The data also show the number of
institutions with “high” default rates for that 2012 cohort -- 30 percent
or higher -- jumped from 93 colleges from year three to 636 in year five of
repayment.
So…a 500% increase
in high default rate schools over a few years. Seriously, just how big does the
waving red flag have to be before seeing there’s a problem here?
"Two years later, after the Department
of Education stopped tracking results, 636 schools had high default
rates." Who are their accreditors, I wonder?
Accreditation, as
I discussed in detail in my book (and on my
blog), does not care about student loans, and further analysis on
my part reveals how they are in on the massive fraud being enacted on our next
generation.
So a question
about the accreditors should, by the knowledgeable, be met with mirth, but even
on a specialized site like inside Higher Ed, none of the academics there know
just what a huge fraud accreditation is, to the point that asking about them
generates no informed responses.
In any event, the
reality is our student loan defaults are sharply rising, and I promise the
gentle reader, they will rise further.

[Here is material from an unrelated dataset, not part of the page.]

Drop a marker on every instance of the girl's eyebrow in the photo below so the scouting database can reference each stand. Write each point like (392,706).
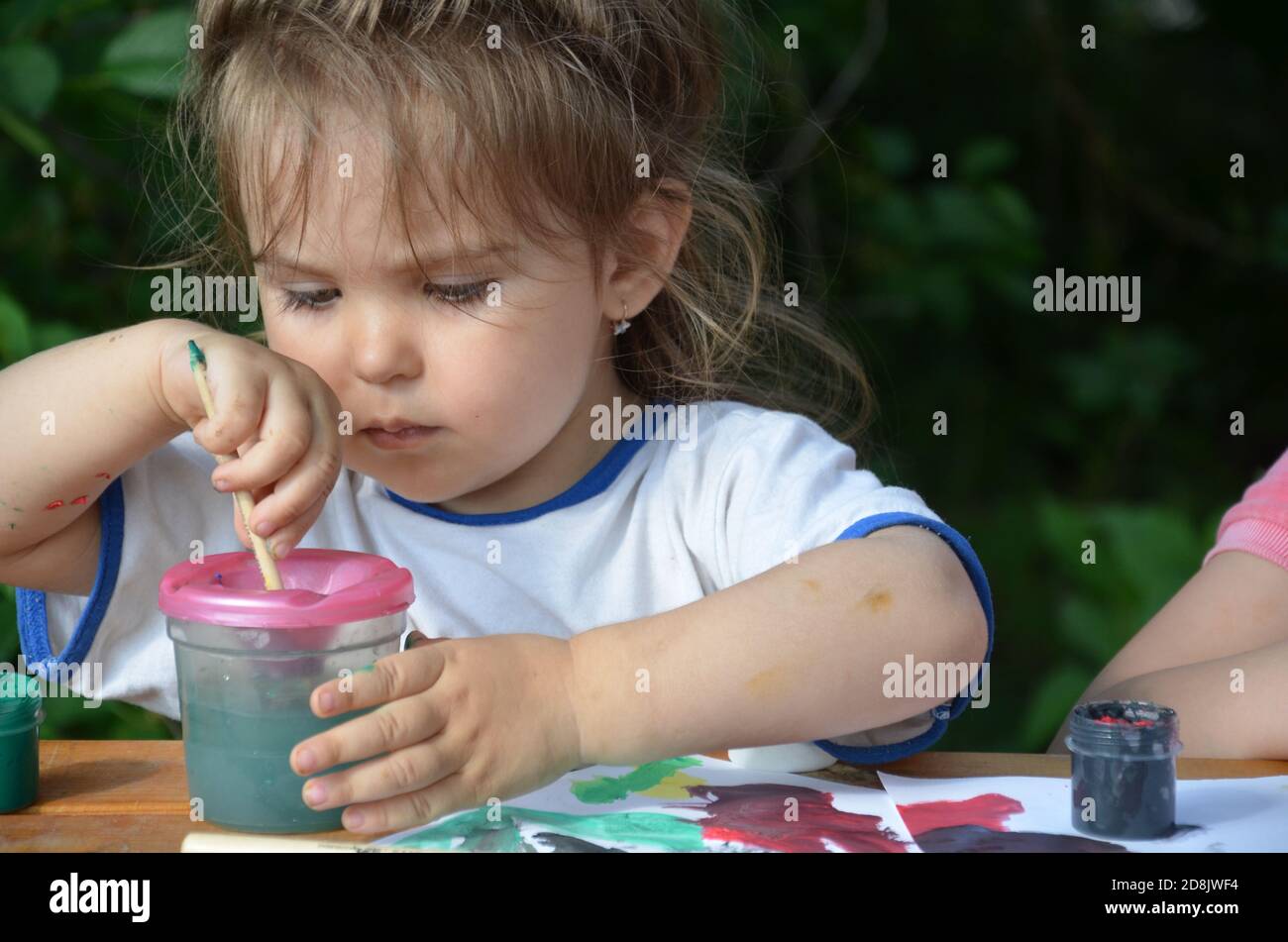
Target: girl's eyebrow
(406,262)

I don’t ask you to believe me, of
course, but if I happen to be around in a few years, I’ll be happy to show the
confirmation.
Even if, as I
often beg, we stop the student loan scam immediately and in its entirety, the
default rates will still rise for a decade or more, because these debts never
clear. The government will do nothing for them as yet, but I hope that someday
the warning signs will be large enough for our bloated government/country to
recognize. I still, of course, advocate for the end of the student loan scam.
Isn’t destroying one generation enough?